Exercise 5.2 PAGE: 5.9

1. Draw a number line and represent each of the following on it:

(i) 5 + (-2)

(ii) (-9) + 4

(iii) (-3) + (-5)

(iv) 6 + (-6)

(v) (-1) + (-2) + 2

(vi) (-2) + 7 + (-9)

Solution:

(i) 5 + (-2)

From 0 move towards right of first five units to obtain + 5

So the second number is – 2 so move 2 units towards left of + 5 we get + 3

RD Sharma Solutions Class 6 Chapter 5 Ex 5.2 Image 1

Therefore, 5 + (-2) = 3.

(ii) (-9) + 4

From 0 move towards left of nine units to obtain – 9

So the second number is 4 so move 4 units towards right of – 9 we get – 5

RD Sharma Solutions Class 6 Chapter 5 Ex 5.2 Image 2

Therefore, (-9) + 4 = – 5.

(iii) (-3) + (-5)

From 0 move towards left of three units to obtain – 3

So the second number is – 5 so move 5 units towards left of – 3 we get – 8

RD Sharma Solutions Class 6 Chapter 5 Ex 5.2 Image 3

Therefore, (-3) + (-5) = – 8.

(iv) 6 + (-6)

From zero move towards right of six units to obtain 6

So the second number is – 6 so move 6 units towards left of 6 we get 0

RD Sharma Solutions Class 6 Chapter 5 Ex 5.2 Image 4

Therefore, 6 + (-6) = 0.

(v) (-1) + (-2) + 2

From zero move towards left of one unit to obtain – 1

So the second number is – 2 so move 2 units towards left of – 1 we get – 3

The third number is 2 so move 2 units towards right of – 3 we get – 1

RD Sharma Solutions Class 6 Chapter 5 Ex 5.2 Image 5

Therefore, (-1) + (-2) + 2 = – 1.

(vi) (-2) + 7 + (-9)

From zero move towards left of two units to obtain – 2

So the second number is 7 so move 7 units towards right of – 2 we get 5

The third number is – 9 so move 9 units towards left of 5 we get – 4

RD Sharma Solutions Class 6 Chapter 5 Ex 5.2 Image 6

Therefore, (-2) + 7 + (-9) = – 4.

2. Find the sum of

(i) -557 and 488

(ii) -522 and -160

(iii) 2567 and – 325

(iv) -10025 and 139

(v) 2547 and -2548

(vi) 2884 and -2884

Solution:

(i) -557 and 488

We get

-557 + 488

It can be written as

|-557| – |488| = 557 – 488 = – 69.

(ii) -522 and -160

We get

-522 + (-160)

It can be written as

-522 – 160 = – 682

(iii) 2567 and – 325

We get

2567 + (-325)

It can be written as

2567 – 325 = 2242

(iv) -10025 and 139

We get

-10025 + 139

It can be written as

-10025 + 139 = -9886

(v) 2547 and -2548

We get

2547 + (-2548)

It can be written as

2547 – 2548 = -1

(vi) 2884 and -2884

We get

2884 + (-2884)

It can be written as

2884 – 2884 = 0


Exercise 5.3 page: 5.11

1. Find the additive inverse of each of the following integers:

(i) 52

(ii) – 176

(iii) 0

(iv) 1

Solution:

(i) The additive inverse of 52 is – 52.

(ii) The additive inverse of – 176 is 176.
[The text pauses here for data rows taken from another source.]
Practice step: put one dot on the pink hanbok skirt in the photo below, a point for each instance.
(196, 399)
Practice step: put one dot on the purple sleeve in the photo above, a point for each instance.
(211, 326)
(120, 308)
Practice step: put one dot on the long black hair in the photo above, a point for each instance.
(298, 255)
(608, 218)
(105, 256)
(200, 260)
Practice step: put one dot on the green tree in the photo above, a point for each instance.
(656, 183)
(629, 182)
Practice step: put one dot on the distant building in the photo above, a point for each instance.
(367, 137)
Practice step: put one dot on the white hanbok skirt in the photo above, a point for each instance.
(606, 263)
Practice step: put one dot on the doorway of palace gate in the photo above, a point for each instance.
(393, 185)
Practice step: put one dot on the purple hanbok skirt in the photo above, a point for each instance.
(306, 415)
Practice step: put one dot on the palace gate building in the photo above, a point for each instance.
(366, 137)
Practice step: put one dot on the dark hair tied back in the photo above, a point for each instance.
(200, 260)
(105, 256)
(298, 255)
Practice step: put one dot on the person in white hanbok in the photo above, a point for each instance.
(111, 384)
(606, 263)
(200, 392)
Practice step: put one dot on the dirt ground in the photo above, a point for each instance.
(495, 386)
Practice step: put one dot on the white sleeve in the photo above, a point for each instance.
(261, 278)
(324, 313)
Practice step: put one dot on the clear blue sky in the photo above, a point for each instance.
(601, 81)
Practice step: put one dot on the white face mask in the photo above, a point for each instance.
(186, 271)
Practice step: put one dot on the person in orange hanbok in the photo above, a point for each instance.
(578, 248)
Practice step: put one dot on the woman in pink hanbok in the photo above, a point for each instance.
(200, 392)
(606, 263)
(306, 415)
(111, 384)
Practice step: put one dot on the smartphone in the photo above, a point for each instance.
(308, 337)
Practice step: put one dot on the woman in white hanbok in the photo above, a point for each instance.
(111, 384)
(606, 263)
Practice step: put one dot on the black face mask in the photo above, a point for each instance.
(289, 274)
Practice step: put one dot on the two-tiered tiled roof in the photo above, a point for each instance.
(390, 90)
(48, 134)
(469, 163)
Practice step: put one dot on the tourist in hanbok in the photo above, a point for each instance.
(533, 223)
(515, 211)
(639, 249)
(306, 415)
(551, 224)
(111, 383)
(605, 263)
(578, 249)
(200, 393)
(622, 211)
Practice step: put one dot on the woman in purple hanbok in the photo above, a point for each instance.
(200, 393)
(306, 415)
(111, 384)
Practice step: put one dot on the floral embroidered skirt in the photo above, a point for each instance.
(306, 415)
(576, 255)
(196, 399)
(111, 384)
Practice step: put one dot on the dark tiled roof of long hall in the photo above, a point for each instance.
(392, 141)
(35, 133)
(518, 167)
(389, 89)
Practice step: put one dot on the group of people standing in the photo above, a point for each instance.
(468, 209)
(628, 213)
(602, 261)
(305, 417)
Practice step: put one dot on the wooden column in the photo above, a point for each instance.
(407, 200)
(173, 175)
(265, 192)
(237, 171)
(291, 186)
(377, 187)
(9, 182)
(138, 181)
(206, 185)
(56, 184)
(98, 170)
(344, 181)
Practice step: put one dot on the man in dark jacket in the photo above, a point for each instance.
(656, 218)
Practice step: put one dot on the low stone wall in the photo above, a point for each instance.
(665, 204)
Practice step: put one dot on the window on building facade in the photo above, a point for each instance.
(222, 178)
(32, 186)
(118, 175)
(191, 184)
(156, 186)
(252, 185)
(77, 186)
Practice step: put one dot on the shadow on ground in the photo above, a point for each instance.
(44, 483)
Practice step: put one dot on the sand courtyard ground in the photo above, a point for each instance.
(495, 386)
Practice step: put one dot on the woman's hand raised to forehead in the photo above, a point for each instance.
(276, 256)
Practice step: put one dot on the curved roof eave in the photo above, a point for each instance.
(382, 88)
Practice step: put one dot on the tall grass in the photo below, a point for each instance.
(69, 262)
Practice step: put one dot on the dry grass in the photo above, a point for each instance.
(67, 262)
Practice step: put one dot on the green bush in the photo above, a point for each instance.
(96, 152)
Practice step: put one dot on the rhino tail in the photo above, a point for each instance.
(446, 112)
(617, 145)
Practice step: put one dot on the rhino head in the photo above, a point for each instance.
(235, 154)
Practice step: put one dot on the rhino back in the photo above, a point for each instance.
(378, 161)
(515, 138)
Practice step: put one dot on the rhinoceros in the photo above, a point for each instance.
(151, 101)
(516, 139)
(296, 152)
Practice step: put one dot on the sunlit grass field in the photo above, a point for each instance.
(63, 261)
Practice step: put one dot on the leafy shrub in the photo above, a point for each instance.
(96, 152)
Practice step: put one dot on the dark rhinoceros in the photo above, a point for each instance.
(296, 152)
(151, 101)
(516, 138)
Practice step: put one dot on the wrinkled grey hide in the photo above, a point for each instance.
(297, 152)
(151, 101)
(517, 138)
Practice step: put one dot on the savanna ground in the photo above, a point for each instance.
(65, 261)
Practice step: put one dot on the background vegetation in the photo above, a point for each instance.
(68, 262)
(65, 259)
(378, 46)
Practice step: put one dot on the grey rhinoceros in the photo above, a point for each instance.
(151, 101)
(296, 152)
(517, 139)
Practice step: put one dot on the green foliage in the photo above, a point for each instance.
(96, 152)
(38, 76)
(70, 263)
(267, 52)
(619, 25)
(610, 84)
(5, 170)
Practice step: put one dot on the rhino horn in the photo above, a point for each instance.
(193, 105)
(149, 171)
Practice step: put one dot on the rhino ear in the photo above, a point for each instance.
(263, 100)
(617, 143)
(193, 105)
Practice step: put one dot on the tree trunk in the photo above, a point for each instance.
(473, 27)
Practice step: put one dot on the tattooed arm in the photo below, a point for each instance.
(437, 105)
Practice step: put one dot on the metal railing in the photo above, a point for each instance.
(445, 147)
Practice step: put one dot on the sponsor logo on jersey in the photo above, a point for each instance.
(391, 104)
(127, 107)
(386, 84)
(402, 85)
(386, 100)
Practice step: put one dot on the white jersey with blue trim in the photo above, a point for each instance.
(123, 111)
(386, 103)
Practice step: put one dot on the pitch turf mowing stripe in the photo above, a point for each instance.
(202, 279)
(iii) The additive inverse of 0 is 0.

(iv) The additive inverse of 1 is – 1.

2. Find the successor of each of the following integers:

(i) – 42

(ii) -1

(iii) 0

(iv) – 200

(v) -99

Solution:

(i) The successor of – 42 = – 42 + (-1)

We get

= 1 – 42 = – 41

(ii) The successor of – 1 is

-1 + 1 = 0

(iii) The successor of 0 is

0 + 1 = 1

(iv) The successor of – 200 is

-200 + 1 = – 199

(v) The successor of – 99 is

– 99 + 1 = – 98

3. Find the predecessor of each of the following integers:

(i) 0

(ii) 1

(iii) – 1

(iv) – 125

(v) 1000

Solution:

(i) The predecessor of 0 is

0 – 1 = – 1

(ii) The predecessor of 1 is

1 – 1 = 0

(iii) The predecessor of -1 is

-1 – 1 = -2

(iv) The predecessor of – 125 is

-125 – 1 = – 126

(v) The predecessor of 1000 is

1000 – 1 = 999

4. Which of the following statements are true?

(i) The sum of a number and its opposite is zero.

(ii) The sum of two negative integers is a positive integer.

(iii) The sum of a negative integer and a positive integer is always a negative integer.

(iv) The successor of – 1 is 1.

(v) The sum of three different integers can never be zero.

Solution:

(i) True. 1 – 1 = 0

(ii) False. -1 – 1 = -2

(iii) False. – 2 + 3 = 1

(iv) False. The successor of – 1 is 0.

(v) False. 1 + 2 – 3 = 0

5. Write all integers whose absolute values are less than 5.

Solution:

The integers whose absolute values are less than 5 are

-4, – 3, – 2, – 1, 0, 1, 2, 3, 4

6. Which of the following is false:

(i) |4 + 2| = |4| + |2|

(ii) |2 – 4| = |2| + |4|

(iii) |4 – 2| = |4| – |2|

(iv) |(-2) + (-4)| = |-2| + |-4|

Solution:

(i) True.

(ii) False.

(iii) True.

(iv) True.

7. Complete the following table:

RD Sharma Solutions Class 6 Chapter 5 Ex 5.3 Image 1

From the above table:

(i) Write all the pairs of integers whose sum is 0.

(ii) Is (-4) + (-2) = (-2) + (-4)?

(iii) Is 0 + (-6) = -6?

Solution:

RD Sharma Solutions Class 6 Chapter 5 Ex 5.3 Image 2

(i) The pairs of integers whose sum is 0 are

(6, -6), (4, – 4), (3, – 3), (2, – 2), (1, – 1), (0, 0)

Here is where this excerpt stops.